# Neural Network Test

This script attempts to create a neural network to solve the problem of classifying a document as part of discussion or conclusion section in scientific papers. This attempts to replicate work done in the paper "Character-level Convolutional Networks for Text Classification" by Zhang. 

Here we input our libraries and set some basic parameters.

In [None]:
import keras
import theano
from __future__ import print_function
from time import time

import h5py
import keras
from keras.models import Sequential
from keras.layers.core import Dense, Dropout, Activation, Flatten, Reshape
from keras.layers.convolutional import Convolution1D, MaxPooling1D
from keras.optimizers import SGD
from keras.utils.np_utils import to_categorical
from keras.layers.normalization import BatchNormalization as BN
from keras.layers.embeddings import Embedding
from sklearn.cross_validation import train_test_split

import numpy as np
import os
import pickle

BATCH_SIZE = 16
FIELD_SIZE = 5 * 300
STRIDE = 1
N_FILTERS = 200

Define a function that will turn a string into a list of Ascii numbers based on each character in the string.

In [None]:
def vectorizeData(text):
    textList = list(text)
    returnList = []
    for item in textList[:1014]:
        returnList.append(ord(item))
    return returnList

# Preprocess Data

Import the dataset.

In [None]:
validDocsDict = dict()
fileList = os.listdir("BioMedProcessed")
for f in fileList:
    validDocsDict.update(pickle.load(open("BioMedProcessed/" + f, "rb")))

#validDocsDict2 = dict()
#fileList = os.listdir("PubMedProcessed")
#for f in fileList:
#    validDocsDict2.update(pickle.load(open("PubMedProcessed/" + f, "rb")))

Define some parameters for use later. This was developed to handle multiple datasets. Take the conclusion and discussion sections that are at least charLength number of characters. Vectorize that data and put them in the documents list.
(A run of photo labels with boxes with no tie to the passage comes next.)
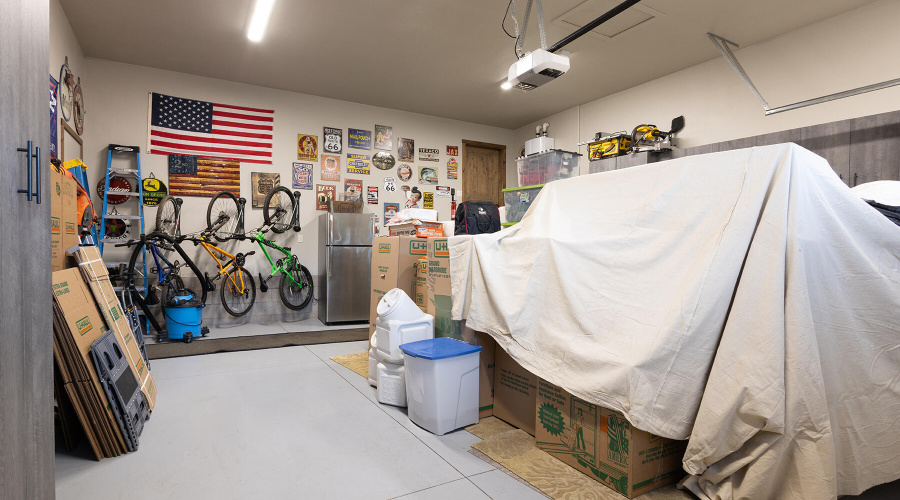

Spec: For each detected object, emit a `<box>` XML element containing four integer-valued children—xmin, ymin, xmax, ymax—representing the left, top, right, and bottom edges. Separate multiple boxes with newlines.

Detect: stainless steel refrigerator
<box><xmin>319</xmin><ymin>212</ymin><xmax>375</xmax><ymax>325</ymax></box>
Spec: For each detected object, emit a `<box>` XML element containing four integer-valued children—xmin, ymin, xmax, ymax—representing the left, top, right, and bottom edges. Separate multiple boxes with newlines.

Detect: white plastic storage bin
<box><xmin>376</xmin><ymin>362</ymin><xmax>406</xmax><ymax>406</ymax></box>
<box><xmin>400</xmin><ymin>337</ymin><xmax>481</xmax><ymax>436</ymax></box>
<box><xmin>372</xmin><ymin>288</ymin><xmax>434</xmax><ymax>363</ymax></box>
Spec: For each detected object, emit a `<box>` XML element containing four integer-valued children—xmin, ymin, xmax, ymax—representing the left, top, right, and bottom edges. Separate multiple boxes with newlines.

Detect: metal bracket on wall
<box><xmin>706</xmin><ymin>33</ymin><xmax>900</xmax><ymax>116</ymax></box>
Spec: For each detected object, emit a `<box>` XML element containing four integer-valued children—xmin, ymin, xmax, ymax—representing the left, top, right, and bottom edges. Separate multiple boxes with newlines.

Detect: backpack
<box><xmin>454</xmin><ymin>201</ymin><xmax>500</xmax><ymax>235</ymax></box>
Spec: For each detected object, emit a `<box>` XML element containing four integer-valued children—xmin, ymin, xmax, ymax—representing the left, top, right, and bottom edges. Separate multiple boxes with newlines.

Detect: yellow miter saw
<box><xmin>631</xmin><ymin>116</ymin><xmax>684</xmax><ymax>153</ymax></box>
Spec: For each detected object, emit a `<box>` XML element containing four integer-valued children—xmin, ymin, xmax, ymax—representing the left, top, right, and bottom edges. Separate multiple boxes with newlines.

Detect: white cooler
<box><xmin>400</xmin><ymin>337</ymin><xmax>481</xmax><ymax>436</ymax></box>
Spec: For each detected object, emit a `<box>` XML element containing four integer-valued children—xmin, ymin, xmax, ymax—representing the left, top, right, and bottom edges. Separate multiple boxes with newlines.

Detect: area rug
<box><xmin>147</xmin><ymin>328</ymin><xmax>369</xmax><ymax>359</ymax></box>
<box><xmin>466</xmin><ymin>417</ymin><xmax>693</xmax><ymax>500</ymax></box>
<box><xmin>331</xmin><ymin>352</ymin><xmax>369</xmax><ymax>378</ymax></box>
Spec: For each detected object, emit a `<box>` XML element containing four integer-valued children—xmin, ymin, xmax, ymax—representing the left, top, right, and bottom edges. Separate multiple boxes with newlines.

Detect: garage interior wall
<box><xmin>48</xmin><ymin>0</ymin><xmax>88</xmax><ymax>158</ymax></box>
<box><xmin>507</xmin><ymin>0</ymin><xmax>900</xmax><ymax>179</ymax></box>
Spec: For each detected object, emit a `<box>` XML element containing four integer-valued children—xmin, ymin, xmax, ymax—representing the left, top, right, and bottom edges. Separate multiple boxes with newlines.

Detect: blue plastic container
<box><xmin>163</xmin><ymin>292</ymin><xmax>203</xmax><ymax>342</ymax></box>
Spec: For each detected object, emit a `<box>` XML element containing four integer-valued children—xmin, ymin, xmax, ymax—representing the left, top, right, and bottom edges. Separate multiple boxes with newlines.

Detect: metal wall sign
<box><xmin>347</xmin><ymin>153</ymin><xmax>369</xmax><ymax>175</ymax></box>
<box><xmin>322</xmin><ymin>127</ymin><xmax>344</xmax><ymax>153</ymax></box>
<box><xmin>419</xmin><ymin>167</ymin><xmax>437</xmax><ymax>184</ymax></box>
<box><xmin>375</xmin><ymin>125</ymin><xmax>394</xmax><ymax>151</ymax></box>
<box><xmin>419</xmin><ymin>148</ymin><xmax>441</xmax><ymax>161</ymax></box>
<box><xmin>372</xmin><ymin>151</ymin><xmax>397</xmax><ymax>170</ymax></box>
<box><xmin>397</xmin><ymin>164</ymin><xmax>412</xmax><ymax>182</ymax></box>
<box><xmin>397</xmin><ymin>138</ymin><xmax>416</xmax><ymax>161</ymax></box>
<box><xmin>141</xmin><ymin>172</ymin><xmax>169</xmax><ymax>207</ymax></box>
<box><xmin>291</xmin><ymin>162</ymin><xmax>314</xmax><ymax>189</ymax></box>
<box><xmin>320</xmin><ymin>154</ymin><xmax>341</xmax><ymax>181</ymax></box>
<box><xmin>297</xmin><ymin>134</ymin><xmax>319</xmax><ymax>161</ymax></box>
<box><xmin>347</xmin><ymin>128</ymin><xmax>372</xmax><ymax>150</ymax></box>
<box><xmin>447</xmin><ymin>158</ymin><xmax>459</xmax><ymax>180</ymax></box>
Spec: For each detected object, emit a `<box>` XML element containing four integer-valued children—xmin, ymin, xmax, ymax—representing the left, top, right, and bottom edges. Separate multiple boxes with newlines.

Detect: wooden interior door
<box><xmin>0</xmin><ymin>0</ymin><xmax>52</xmax><ymax>499</ymax></box>
<box><xmin>461</xmin><ymin>140</ymin><xmax>506</xmax><ymax>205</ymax></box>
Then split the data up into multiple different train/test sets. 

In [None]:
print("Loading dataset...")
t0 = time()
documents = []
testPubDocuments = []
allDocuments = []
labels = []
testPubLabels = []
concLengthTotal = 0
discLengthTotal = 0
concCount = 0
discCount = 0
charLength = 1014
charList = []

#combinedDicts = validDocsDict.copy()
#combinedDicts.update(validDocsDict2.copy())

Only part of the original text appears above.